Building self-esteem isn’t about becoming someone new; it’s about learning to trust, respect, and care for the person you already are. If you struggle with self-doubt, comparison, or that inner voice that’s way too hard on you, here are five ways to start rebuilding your relationship with yourself.

1. Make Promises to Yourself (and Keep Them)

Think of your relationship with yourself the same way you would with someone else. If a friend constantly let you down, you’d probably stop trusting them, and the same is true internally.

Be mindful of the goals you set and start small. Maybe it’s drinking more water, journaling for five minutes, or going for a walk. When you consistently follow through on small promises, you slowly rebuild trust and confidence in yourself.

2. Swap Criticism for Compassion

Notice how you talk to yourself. Would you speak to a friend that way? Your inner critic might think it’s being helpful, but often it’s just keeping you stuck in shame.

Next time you catch yourself thinking, “I’m such a failure,” try reframing it to something more compassionate, like “I’m trying my best right now.”

Remember, having compassion for yourself doesn’t mean ignoring mistakes. You can take accountability and be kind to yourself at the same time.

3. Ask Yourself, “What Would My Confident Self Do?”

Confidence doesn’t always come first, action does. You don’t need to feel confident to act confident. Sometimes, you have to lead with behavior before the feeling catches up.
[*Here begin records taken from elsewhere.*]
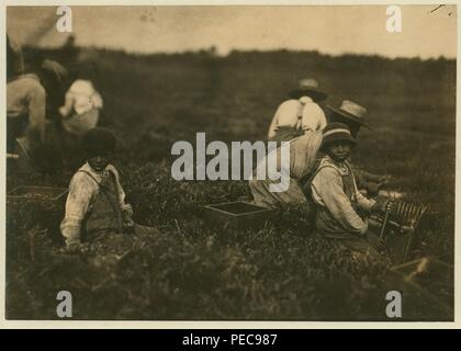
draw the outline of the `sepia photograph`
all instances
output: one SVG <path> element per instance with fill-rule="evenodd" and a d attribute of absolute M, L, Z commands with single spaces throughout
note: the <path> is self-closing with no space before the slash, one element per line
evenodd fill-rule
<path fill-rule="evenodd" d="M 456 4 L 97 4 L 3 7 L 7 321 L 454 321 Z"/>

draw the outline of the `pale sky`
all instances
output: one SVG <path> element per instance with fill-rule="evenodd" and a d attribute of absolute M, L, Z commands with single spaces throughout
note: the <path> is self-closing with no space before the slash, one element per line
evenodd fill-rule
<path fill-rule="evenodd" d="M 457 9 L 402 5 L 402 33 L 387 33 L 385 5 L 71 7 L 78 45 L 171 53 L 232 49 L 318 50 L 389 57 L 457 55 Z M 20 43 L 60 45 L 56 7 L 9 7 L 7 29 Z M 450 14 L 451 12 L 451 14 Z M 40 39 L 38 39 L 40 37 Z"/>

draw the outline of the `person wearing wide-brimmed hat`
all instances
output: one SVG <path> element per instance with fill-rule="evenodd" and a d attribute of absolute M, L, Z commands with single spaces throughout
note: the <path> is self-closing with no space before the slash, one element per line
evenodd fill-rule
<path fill-rule="evenodd" d="M 363 214 L 384 211 L 386 203 L 364 197 L 357 189 L 348 161 L 356 145 L 349 127 L 331 123 L 324 129 L 322 159 L 312 182 L 312 199 L 316 204 L 317 233 L 353 251 L 378 253 L 374 246 L 382 242 L 368 229 Z"/>
<path fill-rule="evenodd" d="M 326 109 L 329 123 L 338 122 L 346 124 L 353 138 L 357 138 L 361 127 L 373 131 L 368 123 L 367 109 L 353 101 L 344 100 L 339 107 L 327 105 Z M 318 154 L 317 161 L 318 158 L 322 158 L 322 152 Z M 366 171 L 355 163 L 352 163 L 352 169 L 360 191 L 370 195 L 376 195 L 379 190 L 387 183 L 390 178 L 389 176 L 374 174 Z"/>

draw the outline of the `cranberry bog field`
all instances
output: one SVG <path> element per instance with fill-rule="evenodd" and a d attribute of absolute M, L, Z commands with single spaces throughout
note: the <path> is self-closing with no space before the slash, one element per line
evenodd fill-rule
<path fill-rule="evenodd" d="M 325 105 L 350 99 L 369 110 L 373 131 L 360 132 L 355 162 L 428 205 L 411 259 L 453 263 L 454 60 L 283 50 L 98 56 L 102 123 L 120 141 L 114 165 L 134 219 L 159 233 L 116 258 L 67 254 L 63 204 L 8 204 L 8 318 L 58 319 L 56 294 L 69 291 L 74 319 L 389 320 L 391 257 L 373 261 L 315 238 L 296 208 L 254 229 L 210 227 L 203 205 L 248 197 L 247 183 L 171 178 L 177 140 L 194 145 L 199 132 L 207 140 L 265 140 L 278 104 L 305 76 L 328 92 Z M 8 190 L 67 186 L 71 174 L 9 172 Z M 412 318 L 452 318 L 430 307 L 421 302 Z"/>

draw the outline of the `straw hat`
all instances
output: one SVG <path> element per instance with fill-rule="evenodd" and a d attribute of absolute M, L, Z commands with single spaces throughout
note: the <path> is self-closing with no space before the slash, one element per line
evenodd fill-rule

If your insecure self wants to avoid that social event or stay quiet in a meeting, pause and ask, “What would my confident self do?” Then try to do that. Over time, these choices add up and start to shift how you see yourself.
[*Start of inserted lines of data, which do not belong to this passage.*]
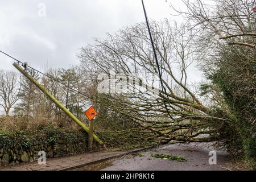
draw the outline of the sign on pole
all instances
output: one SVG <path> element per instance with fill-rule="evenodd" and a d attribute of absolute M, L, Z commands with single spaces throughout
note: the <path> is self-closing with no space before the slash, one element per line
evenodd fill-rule
<path fill-rule="evenodd" d="M 93 106 L 90 106 L 88 109 L 87 109 L 87 110 L 85 112 L 85 114 L 89 121 L 91 121 L 98 114 Z"/>

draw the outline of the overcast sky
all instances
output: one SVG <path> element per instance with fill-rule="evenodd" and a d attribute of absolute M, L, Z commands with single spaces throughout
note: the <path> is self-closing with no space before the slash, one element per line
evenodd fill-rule
<path fill-rule="evenodd" d="M 171 18 L 170 2 L 144 0 L 149 18 Z M 93 38 L 144 21 L 140 0 L 0 0 L 0 49 L 35 68 L 67 68 Z M 11 59 L 0 54 L 0 69 L 13 69 Z"/>

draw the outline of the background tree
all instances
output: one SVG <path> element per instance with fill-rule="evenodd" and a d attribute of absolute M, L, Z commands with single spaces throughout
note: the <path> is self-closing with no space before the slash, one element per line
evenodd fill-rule
<path fill-rule="evenodd" d="M 7 116 L 20 97 L 18 81 L 16 72 L 0 70 L 0 106 Z"/>
<path fill-rule="evenodd" d="M 27 71 L 35 79 L 39 80 L 38 72 L 33 69 L 28 69 Z M 21 77 L 20 81 L 20 91 L 19 97 L 20 101 L 15 106 L 15 112 L 18 114 L 24 115 L 27 120 L 30 117 L 34 116 L 34 111 L 38 109 L 36 105 L 38 101 L 39 92 L 36 86 L 24 76 Z"/>
<path fill-rule="evenodd" d="M 220 132 L 233 156 L 256 168 L 256 13 L 253 0 L 214 0 L 209 5 L 183 1 L 187 11 L 176 10 L 197 32 L 197 60 L 210 80 L 202 85 L 207 97 L 218 90 L 216 113 L 230 119 Z"/>

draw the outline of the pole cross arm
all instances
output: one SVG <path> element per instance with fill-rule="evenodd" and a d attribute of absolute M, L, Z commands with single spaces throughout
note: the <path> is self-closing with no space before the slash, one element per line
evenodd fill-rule
<path fill-rule="evenodd" d="M 36 80 L 35 80 L 31 76 L 25 72 L 22 67 L 18 64 L 14 63 L 13 64 L 19 71 L 25 77 L 30 80 L 39 90 L 40 90 L 44 94 L 45 94 L 52 102 L 53 102 L 60 109 L 61 109 L 68 116 L 71 118 L 73 121 L 77 123 L 84 130 L 89 134 L 89 128 L 86 126 L 82 122 L 81 122 L 77 117 L 76 117 L 72 113 L 71 113 L 68 109 L 65 107 L 59 101 L 51 94 L 47 90 L 42 86 Z M 104 146 L 104 143 L 101 140 L 98 136 L 94 134 L 93 135 L 93 138 L 101 146 Z"/>

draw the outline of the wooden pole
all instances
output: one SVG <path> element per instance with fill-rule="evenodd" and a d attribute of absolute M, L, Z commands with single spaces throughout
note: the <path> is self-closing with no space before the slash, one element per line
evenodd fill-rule
<path fill-rule="evenodd" d="M 25 72 L 22 67 L 20 67 L 18 64 L 14 63 L 13 64 L 18 71 L 20 72 L 24 76 L 26 76 L 28 80 L 30 80 L 36 87 L 40 90 L 44 94 L 45 94 L 52 102 L 61 109 L 67 115 L 68 115 L 73 121 L 77 123 L 87 133 L 89 133 L 89 128 L 86 126 L 82 122 L 81 122 L 77 118 L 76 118 L 69 110 L 65 107 L 59 101 L 52 96 L 47 90 L 42 86 L 36 80 L 35 80 L 31 76 Z M 97 141 L 101 146 L 104 146 L 104 143 L 101 140 L 98 136 L 95 134 L 92 135 L 93 138 Z"/>
<path fill-rule="evenodd" d="M 89 124 L 89 138 L 88 138 L 88 147 L 89 151 L 92 151 L 93 147 L 93 128 L 94 125 L 94 119 L 92 119 L 90 121 L 90 123 Z"/>

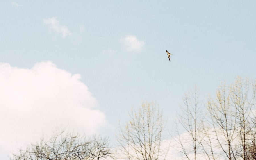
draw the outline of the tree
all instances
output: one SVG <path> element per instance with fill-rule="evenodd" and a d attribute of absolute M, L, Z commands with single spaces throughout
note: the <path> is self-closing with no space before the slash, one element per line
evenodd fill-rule
<path fill-rule="evenodd" d="M 215 144 L 216 153 L 228 159 L 255 159 L 256 81 L 238 77 L 234 84 L 219 87 L 214 100 L 207 103 Z"/>
<path fill-rule="evenodd" d="M 166 151 L 161 148 L 164 121 L 159 107 L 146 101 L 132 108 L 129 120 L 119 126 L 117 136 L 119 155 L 125 159 L 164 159 Z"/>
<path fill-rule="evenodd" d="M 176 123 L 176 125 L 177 136 L 174 139 L 178 144 L 177 147 L 179 151 L 189 160 L 196 159 L 199 154 L 204 153 L 202 146 L 204 136 L 204 116 L 199 102 L 198 90 L 195 86 L 193 90 L 185 94 L 183 99 L 183 105 L 180 106 L 181 113 L 178 118 L 180 125 Z M 185 130 L 186 134 L 181 135 L 180 130 Z M 201 156 L 201 155 L 200 156 Z M 208 157 L 210 159 L 209 156 Z"/>
<path fill-rule="evenodd" d="M 112 153 L 108 138 L 95 136 L 87 139 L 78 134 L 62 131 L 20 150 L 11 159 L 98 160 L 111 157 Z"/>

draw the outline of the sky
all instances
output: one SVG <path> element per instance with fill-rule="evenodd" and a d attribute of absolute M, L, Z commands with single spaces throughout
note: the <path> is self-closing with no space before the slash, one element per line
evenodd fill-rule
<path fill-rule="evenodd" d="M 195 84 L 206 96 L 221 81 L 255 79 L 255 1 L 1 1 L 0 159 L 60 125 L 113 139 L 143 100 L 171 120 Z"/>

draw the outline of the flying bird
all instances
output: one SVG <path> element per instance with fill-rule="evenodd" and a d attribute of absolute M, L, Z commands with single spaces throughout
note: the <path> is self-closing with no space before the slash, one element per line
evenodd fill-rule
<path fill-rule="evenodd" d="M 167 51 L 167 50 L 166 50 L 166 52 L 167 53 L 166 54 L 168 55 L 168 58 L 169 58 L 169 60 L 170 61 L 170 62 L 171 62 L 171 57 L 170 57 L 170 56 L 171 56 L 171 55 L 172 55 L 173 54 L 170 53 L 168 52 L 168 51 Z"/>

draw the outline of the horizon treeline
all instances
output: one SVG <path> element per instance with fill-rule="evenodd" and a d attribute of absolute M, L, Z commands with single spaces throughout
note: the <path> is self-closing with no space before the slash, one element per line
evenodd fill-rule
<path fill-rule="evenodd" d="M 107 137 L 61 130 L 10 159 L 256 160 L 256 79 L 238 76 L 233 83 L 222 82 L 215 96 L 205 100 L 199 90 L 195 86 L 184 94 L 171 125 L 154 103 L 144 100 L 132 108 L 127 121 L 119 122 L 115 147 Z"/>

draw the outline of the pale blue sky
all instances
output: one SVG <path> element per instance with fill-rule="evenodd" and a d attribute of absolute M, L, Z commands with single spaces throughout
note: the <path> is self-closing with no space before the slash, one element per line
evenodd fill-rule
<path fill-rule="evenodd" d="M 195 84 L 204 96 L 221 81 L 255 78 L 255 1 L 52 1 L 1 2 L 0 62 L 80 74 L 113 127 L 143 99 L 171 118 Z M 71 35 L 44 21 L 54 18 Z M 127 36 L 144 45 L 127 50 Z"/>

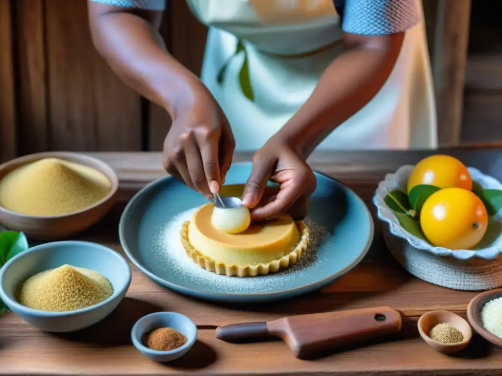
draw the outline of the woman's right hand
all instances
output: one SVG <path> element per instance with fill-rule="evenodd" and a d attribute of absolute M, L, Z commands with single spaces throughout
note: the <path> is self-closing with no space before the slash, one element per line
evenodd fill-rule
<path fill-rule="evenodd" d="M 235 141 L 228 121 L 201 83 L 173 111 L 164 142 L 166 170 L 207 198 L 219 191 L 232 162 Z"/>

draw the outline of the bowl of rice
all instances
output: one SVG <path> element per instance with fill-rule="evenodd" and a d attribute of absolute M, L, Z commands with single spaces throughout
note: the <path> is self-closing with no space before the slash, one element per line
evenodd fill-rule
<path fill-rule="evenodd" d="M 478 334 L 502 347 L 502 289 L 475 296 L 467 306 L 467 319 Z"/>

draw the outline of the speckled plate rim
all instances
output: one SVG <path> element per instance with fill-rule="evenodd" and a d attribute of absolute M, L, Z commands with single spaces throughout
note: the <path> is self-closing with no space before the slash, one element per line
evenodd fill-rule
<path fill-rule="evenodd" d="M 248 164 L 249 163 L 249 162 L 245 161 L 236 162 L 232 163 L 232 165 L 245 165 L 246 164 Z M 273 298 L 274 300 L 277 300 L 289 299 L 290 298 L 304 295 L 312 291 L 321 289 L 349 272 L 356 266 L 357 266 L 364 258 L 367 254 L 368 251 L 369 250 L 369 248 L 373 243 L 373 239 L 374 237 L 374 223 L 373 221 L 373 218 L 371 216 L 371 213 L 370 213 L 367 206 L 366 206 L 364 202 L 362 199 L 361 199 L 360 197 L 359 197 L 358 195 L 356 194 L 356 193 L 352 190 L 347 186 L 345 184 L 341 182 L 339 180 L 335 179 L 328 175 L 323 173 L 322 172 L 315 171 L 315 173 L 330 180 L 336 182 L 336 183 L 340 186 L 343 186 L 344 189 L 352 193 L 354 197 L 356 199 L 357 201 L 361 205 L 361 207 L 364 208 L 367 218 L 369 220 L 369 235 L 368 237 L 366 245 L 364 247 L 364 249 L 362 252 L 361 252 L 359 257 L 353 262 L 348 265 L 346 267 L 345 267 L 345 268 L 341 270 L 338 271 L 336 273 L 316 282 L 306 284 L 299 287 L 291 289 L 290 290 L 286 290 L 282 291 L 276 291 L 273 292 L 208 292 L 200 290 L 197 290 L 194 288 L 185 287 L 185 286 L 173 283 L 172 282 L 160 278 L 156 274 L 149 271 L 133 255 L 132 253 L 129 249 L 129 247 L 128 246 L 126 242 L 124 241 L 124 231 L 125 231 L 124 228 L 126 226 L 126 220 L 130 208 L 134 205 L 135 205 L 138 200 L 140 200 L 143 198 L 144 196 L 147 195 L 149 191 L 152 188 L 157 184 L 161 183 L 165 179 L 175 178 L 170 175 L 159 178 L 152 182 L 147 184 L 145 186 L 145 187 L 135 195 L 134 196 L 133 196 L 133 198 L 129 201 L 129 202 L 128 203 L 126 208 L 124 209 L 123 212 L 122 212 L 121 216 L 120 216 L 120 219 L 118 223 L 118 238 L 120 245 L 122 246 L 126 255 L 129 258 L 131 262 L 134 264 L 135 266 L 138 268 L 138 269 L 141 271 L 142 273 L 161 286 L 163 286 L 172 290 L 174 291 L 179 292 L 181 294 L 189 296 L 195 297 L 207 300 L 224 302 L 254 303 L 260 301 L 268 301 Z M 232 277 L 231 278 L 234 277 Z"/>

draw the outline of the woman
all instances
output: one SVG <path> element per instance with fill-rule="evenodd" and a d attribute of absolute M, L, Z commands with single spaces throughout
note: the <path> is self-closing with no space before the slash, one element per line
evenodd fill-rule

4. Make Yourself Proud Every Day

Try to end each day feeling proud of even one small thing you did, especially if it pushed you out of your comfort zone. Whether you spoke up, set a boundary, or simply took care of yourself when it would’ve been easier not to, those moments matter.

When you consistently look for ways to make yourself proud, your self-esteem grows from evidence, not perfection.

5. Get Comfortable Being Alone

Learning to enjoy your own company is one of the most powerful ways to build self-esteem. Try doing small things by yourself like grocery shopping, going for a walk without headphones, or eating at a restaurant solo.

If you don’t like being with yourself, it’s hard to believe others would, either. But when you learn to genuinely enjoy your own presence, you’ll start to feel more confident and grounded, with or without company.

Final Thoughts

Improving your self-esteem isn’t about constant positivity or confidence; it’s about building trust, compassion, and pride in yourself over time. You don’t have to have it all figured out to start feeling better. Even small shifts in how you treat yourself can completely change the way you move through the world.